How can three resistors of resistances 2 Ω, 3 Ω, and 6 Ω be connected to give a total resistance of

(a) 4 Ω,

(b) 1 Ω?

(a) If we connect 3 Ω and 6 Ω in parallel, the equivalent resistance will be less than 3 Ω. Now, if 2 Ω is connected in series with this equivalent resistance, we should get a total resistance of 4 Ω.

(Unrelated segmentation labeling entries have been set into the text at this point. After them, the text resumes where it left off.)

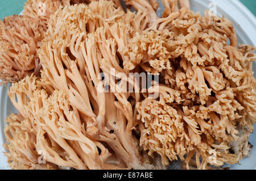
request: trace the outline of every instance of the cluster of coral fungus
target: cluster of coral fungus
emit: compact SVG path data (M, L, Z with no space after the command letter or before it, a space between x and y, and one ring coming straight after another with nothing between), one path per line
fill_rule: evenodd
M19 113L6 119L11 168L155 169L179 158L207 169L250 155L256 56L230 21L188 0L163 0L161 18L156 1L28 1L0 22L0 77ZM145 91L129 73L159 81ZM119 79L142 92L101 91L102 74L111 90Z

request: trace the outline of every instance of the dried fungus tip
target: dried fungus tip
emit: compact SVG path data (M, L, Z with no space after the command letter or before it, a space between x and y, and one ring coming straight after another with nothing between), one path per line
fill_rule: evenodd
M7 142L4 145L8 152L9 167L15 170L56 169L54 164L49 162L39 163L42 157L35 145L36 133L31 131L32 125L28 120L18 114L11 114L6 119L8 123L5 128Z
M13 15L0 22L0 78L15 82L40 69L36 49L44 38L51 14L60 1L28 1L23 16Z
M150 154L160 154L163 164L177 157L187 169L236 163L249 155L248 136L256 121L255 79L251 70L254 49L236 47L233 26L224 17L208 14L201 17L187 8L174 12L170 5L177 1L163 2L166 17L180 13L171 20L172 26L164 24L164 18L158 19L147 31L132 37L122 52L129 54L125 68L136 70L139 65L146 71L156 70L163 85L159 87L159 98L144 94L137 104L141 145ZM172 35L152 40L145 36L145 32L154 33L150 29ZM158 70L150 64L150 53L159 45L159 49L168 55L166 65L170 66ZM148 62L143 65L143 61ZM166 89L179 92L179 98L170 96ZM245 130L249 133L243 133ZM234 153L229 153L230 148Z

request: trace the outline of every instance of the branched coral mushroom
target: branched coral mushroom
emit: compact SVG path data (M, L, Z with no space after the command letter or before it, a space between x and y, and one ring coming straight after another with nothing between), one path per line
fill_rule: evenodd
M20 114L7 119L5 154L13 169L162 169L179 158L184 168L207 169L250 155L254 47L237 47L231 22L195 13L188 0L163 0L161 18L156 1L125 1L126 11L119 1L46 1L65 6L43 18L31 3L16 17L47 27L32 34L44 32L43 40L28 39L36 45L20 43L34 53L27 65L13 58L22 54L5 40L11 47L5 69L16 74L11 81L35 71L34 57L42 66L9 92ZM159 81L145 91L131 73Z

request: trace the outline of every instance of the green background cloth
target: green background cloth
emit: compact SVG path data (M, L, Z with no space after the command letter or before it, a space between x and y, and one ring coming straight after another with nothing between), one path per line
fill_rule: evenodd
M204 0L202 0L204 1ZM223 0L233 1L233 0ZM0 19L19 14L23 10L26 0L0 0ZM256 16L256 0L240 0Z

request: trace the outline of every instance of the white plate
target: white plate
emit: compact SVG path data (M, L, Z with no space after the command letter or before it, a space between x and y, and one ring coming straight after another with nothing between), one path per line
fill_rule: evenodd
M191 0L191 9L194 11L203 12L209 8L211 2L217 5L217 14L221 16L222 14L232 21L237 33L239 43L253 45L256 47L256 19L254 15L238 0ZM159 12L162 11L162 6ZM253 65L254 71L256 70L255 64ZM2 151L5 151L2 146L5 142L3 129L6 123L5 118L11 112L16 112L7 96L7 90L10 85L6 87L0 87L0 169L9 169L7 167L7 159ZM249 139L250 142L254 146L250 157L243 159L241 165L230 166L232 169L256 169L256 133L254 132Z

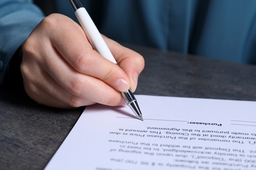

So, the circuit will be as shown below:

3 Ω and 6 Ω are connected in parallel

$\dfrac{1}{\text{R}_\text{p}} = \dfrac{1}{3} + \dfrac{1}{6} = \dfrac{2+1}{6} = \dfrac{3}{6} = \dfrac{1}{2}$Ω

Hence, R_p = 2 Ω

The equivalent resistor 2 Ω is in series with the 2 Ω resistor.

R_eq= 2 Ω + 2 Ω = 4 Ω

Hence, the total resistance of the circuit is 4 Ω.

(b) Since the total resistance in this case is less than the resistance of each resistor hence, the resistors 2 Ω, 3 Ω and 6 Ω must be connected in parallel to get a total resistance of 1 Ω.

So, the circuit will be as shown below:

$\dfrac{1}{\text{R}_\text{p}} = \dfrac{1}{2} + \dfrac{1}{3} + \dfrac{1}{6} = \dfrac{3+2+1}{6} = \dfrac{6}{6} = 1Ω$

R_eq = 1Ω

Hence, the total resistance of the circuit is 1 Ω.